Remember how that employee kept bugging you about some customer feedback they had heard at a tradeshow (or customer visit, or support call)? Remember how you were totally over committed at the time and could do nothing more than promise to put it on the backlog? Remember how in order to save the cash you had to, very regrettably, put that employee on furlough?
Maybe it was not you, maybe it was a competitor, or another company in the industry, or maybe another company entirely. It really does not matter.
Well, guess what those employees have been doing during lockdown? No, not gardening, not playing computer games, not reading Dickens chronologically (no, really, I’ve a friend who did). No, they have been building product.
What is more is that they have been building it from the ground up. They have taken the time to research the latest and greatest technology stacks for delivering cloud-based services that are easily accessible on any device. They have started with a bunch of TLAs (Three Letter Acronyms) that you have not even heard of and planted their software spade into a completely green field.

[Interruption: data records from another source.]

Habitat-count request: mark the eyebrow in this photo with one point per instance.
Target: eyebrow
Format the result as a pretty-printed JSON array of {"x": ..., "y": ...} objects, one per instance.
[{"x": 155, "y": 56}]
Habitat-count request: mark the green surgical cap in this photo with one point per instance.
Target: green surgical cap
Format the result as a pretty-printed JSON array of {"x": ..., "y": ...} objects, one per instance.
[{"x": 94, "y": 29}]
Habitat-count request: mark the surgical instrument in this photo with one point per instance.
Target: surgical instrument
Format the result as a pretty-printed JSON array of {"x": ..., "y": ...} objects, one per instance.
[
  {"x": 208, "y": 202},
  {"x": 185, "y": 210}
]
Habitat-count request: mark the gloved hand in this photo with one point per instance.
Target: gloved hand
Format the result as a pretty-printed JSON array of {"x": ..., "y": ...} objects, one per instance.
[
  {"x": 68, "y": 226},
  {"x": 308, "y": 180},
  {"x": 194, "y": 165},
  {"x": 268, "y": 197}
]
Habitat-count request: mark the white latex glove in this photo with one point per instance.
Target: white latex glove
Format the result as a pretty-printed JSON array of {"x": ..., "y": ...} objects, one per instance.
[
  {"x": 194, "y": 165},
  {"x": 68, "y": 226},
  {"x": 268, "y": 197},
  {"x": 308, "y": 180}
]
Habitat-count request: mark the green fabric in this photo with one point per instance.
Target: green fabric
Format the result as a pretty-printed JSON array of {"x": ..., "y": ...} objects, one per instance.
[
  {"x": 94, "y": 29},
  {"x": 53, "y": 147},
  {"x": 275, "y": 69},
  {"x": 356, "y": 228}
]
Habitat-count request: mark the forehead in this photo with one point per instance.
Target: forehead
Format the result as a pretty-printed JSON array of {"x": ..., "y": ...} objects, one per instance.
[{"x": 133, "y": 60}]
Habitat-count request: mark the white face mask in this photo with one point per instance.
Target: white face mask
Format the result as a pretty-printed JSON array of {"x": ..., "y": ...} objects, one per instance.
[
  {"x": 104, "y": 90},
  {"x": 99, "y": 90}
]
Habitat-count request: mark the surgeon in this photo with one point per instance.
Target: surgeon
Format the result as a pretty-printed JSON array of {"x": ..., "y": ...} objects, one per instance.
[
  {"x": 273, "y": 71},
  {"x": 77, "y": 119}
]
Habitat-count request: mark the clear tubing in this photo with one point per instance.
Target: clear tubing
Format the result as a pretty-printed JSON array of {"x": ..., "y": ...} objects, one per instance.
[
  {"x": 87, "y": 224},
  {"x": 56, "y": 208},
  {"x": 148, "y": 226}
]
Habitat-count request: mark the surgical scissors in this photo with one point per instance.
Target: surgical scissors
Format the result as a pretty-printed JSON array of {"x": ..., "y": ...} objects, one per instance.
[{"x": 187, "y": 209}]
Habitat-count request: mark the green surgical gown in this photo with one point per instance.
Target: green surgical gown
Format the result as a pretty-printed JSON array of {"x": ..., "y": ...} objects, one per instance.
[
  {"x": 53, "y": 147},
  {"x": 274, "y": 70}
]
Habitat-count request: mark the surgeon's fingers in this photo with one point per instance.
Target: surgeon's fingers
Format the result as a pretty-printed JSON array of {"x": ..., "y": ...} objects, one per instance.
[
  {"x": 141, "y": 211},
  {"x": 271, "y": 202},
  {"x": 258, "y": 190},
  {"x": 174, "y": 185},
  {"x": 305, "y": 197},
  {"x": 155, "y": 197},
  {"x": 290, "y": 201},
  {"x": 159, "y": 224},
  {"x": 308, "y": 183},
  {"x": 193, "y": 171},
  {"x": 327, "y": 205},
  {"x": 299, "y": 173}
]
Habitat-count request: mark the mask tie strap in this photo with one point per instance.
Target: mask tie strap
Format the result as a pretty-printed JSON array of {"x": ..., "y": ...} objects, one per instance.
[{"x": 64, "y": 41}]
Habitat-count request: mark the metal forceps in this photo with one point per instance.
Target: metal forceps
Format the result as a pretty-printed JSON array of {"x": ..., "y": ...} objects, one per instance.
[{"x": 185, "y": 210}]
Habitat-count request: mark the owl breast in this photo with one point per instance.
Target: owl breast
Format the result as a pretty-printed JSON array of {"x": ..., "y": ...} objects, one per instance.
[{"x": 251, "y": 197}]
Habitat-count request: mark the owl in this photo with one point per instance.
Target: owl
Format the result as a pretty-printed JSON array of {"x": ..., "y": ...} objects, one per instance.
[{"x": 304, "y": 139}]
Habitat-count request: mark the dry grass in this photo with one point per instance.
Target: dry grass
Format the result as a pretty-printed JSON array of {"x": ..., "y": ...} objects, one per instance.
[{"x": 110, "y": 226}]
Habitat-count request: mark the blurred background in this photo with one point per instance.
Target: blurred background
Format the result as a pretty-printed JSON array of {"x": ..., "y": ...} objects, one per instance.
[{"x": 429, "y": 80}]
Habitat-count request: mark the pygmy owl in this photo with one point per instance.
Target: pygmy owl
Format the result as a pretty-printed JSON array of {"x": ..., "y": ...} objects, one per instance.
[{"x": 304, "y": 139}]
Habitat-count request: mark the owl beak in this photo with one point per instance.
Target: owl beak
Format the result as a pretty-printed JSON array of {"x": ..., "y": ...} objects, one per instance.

They will not be shackled by the decades of detritus that your code base has built up. They will not have to work around the areas of dark code that no engineer has dared to touch in the last decade. They will not be saddled with supporting functionality that no one even knows if anyone uses anymore. They will not be supporting some legacy operating system because just one of your customers cannot upgrade for very complicated reasons. And they will not be saddled with all those historical hopes and aspirations that your customers and employees have about your products.
This is an Exocet of a product. It is below your radar. You cannot anticipate it because you are expecting something entirely different. When it hits, you won’t know what’s happened. You certainly won’t understand where it came from. The first you will know is that the boat is going down and your customers are abandoning ship in droves.
It is true most start-ups fail. Most innovations don’t make the grade. But they’ve got almost nothing to lose, so they can take the risk.
The older a company gets and the older its products gets the narrower their definition of innovation becomes. It becomes all about little biddy features that can be bolted on the side without the whole rickety tower coming tumbling down. The sad thing is that horizons become so limited that the organisation, and many of the people within it, cannot imagine anything outside the offering they have worked with for so long.
Believe in innovation? Well, it is time to put your money where your mouth is.
It is time to start considering some radical steps to become truly innovative. Make a very senior appointment to champion it. Create a team which is focussed on it and has absolutely no responsibilities to the old offerings. Limit their choices, even if only temporarily, as this drives creativity. Do not be fooled into thinking you can enter a new market with a new product built on new technology; you cannot do all three at once. Challenge them with presenting often to the senior team and be prepared to change their mandate frequently as they uncover both fertile and stony ground.
Do it. Do it now, because that whistling sound could well be just the wind, or it could be an incoming Exocet.